I have spoken before in the House about the root causes of the global imbalances brought about by the west's financial calamity. In many ways, those causes are the credit and debt bubble, along with the east's aggressive desire to build market share in global trade. China's policy of suppressing its currency to soak up the west's debt in the bond markets further helped to keep down interest rates, yet the resultant over-investment, excess capacity and vast structural debt in the west remains in place. I agree that the underlying causes of the crisis have not yet gone away.

The biggest threat in the years ahead is that the indiscriminate pumping of money by the Bank of England into the economy will bring with it an unsustainable combination of inflation, rising unemployment, weak growth and diminished competitiveness. If we are not careful, that toxic mix will bring about stagflation-truly a back-to-the-1970s phenomenon. The very worst case scenario is that a future Government may regard a sustained dose of inflation as the quickest and most politically expedient way of helping to bring down the level of public debt.

In truth, any UK Government who are regarded as popular in 2011 or 2012 will probably not be administering effective economic medicine. To do the right thing on tax and expenditure in the years to come will not be seen as a politically easy option. The billions being borrowed now by the Government to ease the impact of the downturn for today's electors will be repaid by future generations in the form of higher spending, higher inflation and reduced living standards, yet the true cost of all that will not become apparent in the months ahead. The Government are desperately hoping that neither the sands of time, nor the patience and good will of an increasingly alarmed gilt and bonds market, run out before they have to face the voters. That makes talk of economic recovery now very dangerous.
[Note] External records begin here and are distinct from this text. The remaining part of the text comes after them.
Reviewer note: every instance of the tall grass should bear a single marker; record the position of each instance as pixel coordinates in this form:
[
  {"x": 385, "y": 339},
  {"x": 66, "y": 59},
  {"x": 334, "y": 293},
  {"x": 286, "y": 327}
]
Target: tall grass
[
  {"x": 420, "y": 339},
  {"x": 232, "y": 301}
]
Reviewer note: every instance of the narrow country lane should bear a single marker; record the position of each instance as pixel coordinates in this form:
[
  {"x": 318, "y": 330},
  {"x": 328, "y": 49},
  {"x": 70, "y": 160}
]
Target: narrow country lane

Contrary to the rather fatuous claims by the Prime Minister, there is not a simple, binary choice, in which Tory cuts are set against Labour investment. There is a hard slog ahead for any Administration. The trouble is that much of the debate on banking regulation has focused on how we should have prevented the last crash. That has not been helped by a Government whose recent economic policy pronouncements are governed less by national interest and more by a scorched-earth approach, designed to limit the room for manoeuvre for years to come of any incoming Conservative Administration.

The fact is that the stuffing has been knocked out of this Parliament-and, in truth, all parliamentarians-by the implications of the allowances scandal. Only the catharsis of a general election can end the expenses saga. Nothing would be more catastrophic for trust in our democratic institutions and processes than for that toxic controversy to be prolonged into the next Parliament. As a result of party managers' repeated abject failure to clear up a discredited system, which many of us regarded for some time as illegitimate, the matter came to a head only when the country was in deep recession. That has made the parliamentary obsession with expenses and allowances even less palatable. The public have rightly asked, "If parliamentarians have not the ability to put their own house in order on allowances and expenses, how can they be trusted to regulate and legislate for the rest of the country?"
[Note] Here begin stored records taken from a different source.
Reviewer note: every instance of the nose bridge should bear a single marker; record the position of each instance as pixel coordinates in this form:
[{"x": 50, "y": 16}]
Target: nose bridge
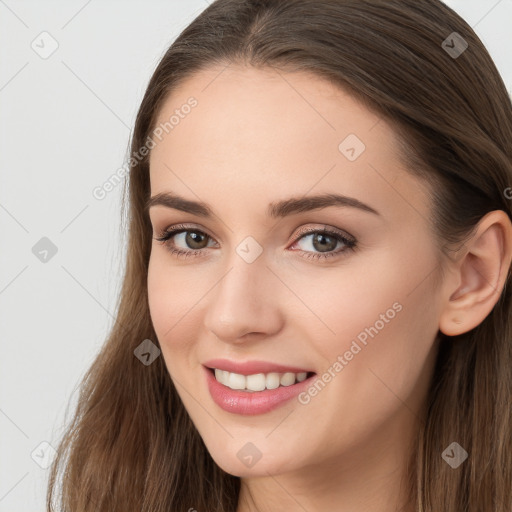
[{"x": 241, "y": 301}]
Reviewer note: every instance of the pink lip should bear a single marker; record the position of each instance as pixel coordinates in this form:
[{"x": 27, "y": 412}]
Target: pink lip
[
  {"x": 251, "y": 367},
  {"x": 250, "y": 403}
]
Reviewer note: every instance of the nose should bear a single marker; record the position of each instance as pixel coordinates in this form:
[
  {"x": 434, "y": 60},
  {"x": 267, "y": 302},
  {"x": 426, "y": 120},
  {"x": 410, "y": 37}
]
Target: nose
[{"x": 245, "y": 303}]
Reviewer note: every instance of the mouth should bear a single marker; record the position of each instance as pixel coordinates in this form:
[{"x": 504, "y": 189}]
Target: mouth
[
  {"x": 259, "y": 381},
  {"x": 249, "y": 394}
]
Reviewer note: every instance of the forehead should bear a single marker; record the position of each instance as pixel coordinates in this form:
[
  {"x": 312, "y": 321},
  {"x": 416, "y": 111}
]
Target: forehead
[{"x": 262, "y": 131}]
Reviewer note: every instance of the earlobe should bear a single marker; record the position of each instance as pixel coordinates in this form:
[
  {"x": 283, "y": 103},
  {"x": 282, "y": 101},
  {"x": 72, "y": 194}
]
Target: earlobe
[{"x": 481, "y": 275}]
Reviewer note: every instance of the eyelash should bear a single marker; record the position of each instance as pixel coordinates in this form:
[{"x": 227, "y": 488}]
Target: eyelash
[{"x": 166, "y": 235}]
The political class needs to face some harsh truths. The impact of this economic downturn, to paraphrase Churchillian rhetoric, may not even be at the end of the beginning. We have been living through a phoney war, and the shock of the economic crash has been only to our senses: we are, as I said, wallowing in a lake of Government-funded cash.
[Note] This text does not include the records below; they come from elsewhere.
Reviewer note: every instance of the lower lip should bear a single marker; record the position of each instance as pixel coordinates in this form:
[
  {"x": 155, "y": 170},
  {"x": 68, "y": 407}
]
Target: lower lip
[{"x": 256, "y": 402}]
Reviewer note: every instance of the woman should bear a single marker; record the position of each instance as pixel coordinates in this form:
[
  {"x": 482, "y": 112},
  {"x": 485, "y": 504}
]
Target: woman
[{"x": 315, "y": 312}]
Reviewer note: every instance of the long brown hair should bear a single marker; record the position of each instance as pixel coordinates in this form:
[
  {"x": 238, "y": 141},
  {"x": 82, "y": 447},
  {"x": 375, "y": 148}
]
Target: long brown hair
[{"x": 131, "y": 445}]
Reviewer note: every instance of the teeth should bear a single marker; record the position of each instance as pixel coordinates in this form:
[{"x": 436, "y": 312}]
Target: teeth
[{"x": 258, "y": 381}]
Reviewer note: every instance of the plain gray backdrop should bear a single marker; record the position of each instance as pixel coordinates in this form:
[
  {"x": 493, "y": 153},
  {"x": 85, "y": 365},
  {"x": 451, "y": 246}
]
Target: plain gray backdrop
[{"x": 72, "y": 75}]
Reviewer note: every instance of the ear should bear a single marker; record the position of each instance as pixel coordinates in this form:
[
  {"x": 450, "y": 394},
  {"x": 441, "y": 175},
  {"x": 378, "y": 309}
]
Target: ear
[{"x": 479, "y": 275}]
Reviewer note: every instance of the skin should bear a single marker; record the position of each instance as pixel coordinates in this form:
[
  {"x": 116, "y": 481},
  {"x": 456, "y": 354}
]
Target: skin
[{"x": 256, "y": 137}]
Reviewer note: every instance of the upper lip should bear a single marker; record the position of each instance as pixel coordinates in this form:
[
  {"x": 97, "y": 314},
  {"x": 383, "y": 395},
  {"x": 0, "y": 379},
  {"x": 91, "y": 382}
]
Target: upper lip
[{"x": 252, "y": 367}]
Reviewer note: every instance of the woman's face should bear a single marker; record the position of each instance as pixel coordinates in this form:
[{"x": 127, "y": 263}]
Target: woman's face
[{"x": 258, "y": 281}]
I am not sure that politics in this country has ever before experienced anything quite like the current situation. We have a discredited, exhausted Parliament that shuffles on to its day of destiny with the electorate, and it is very sad that the Queen's Speech reflects that intellectual bankruptcy and physical exhaustion. There is no flair, no vision, no passion, no conviction and no leadership-to the detriment of all whom we seek to represent. The 54th UK Parliament will not be much lamented.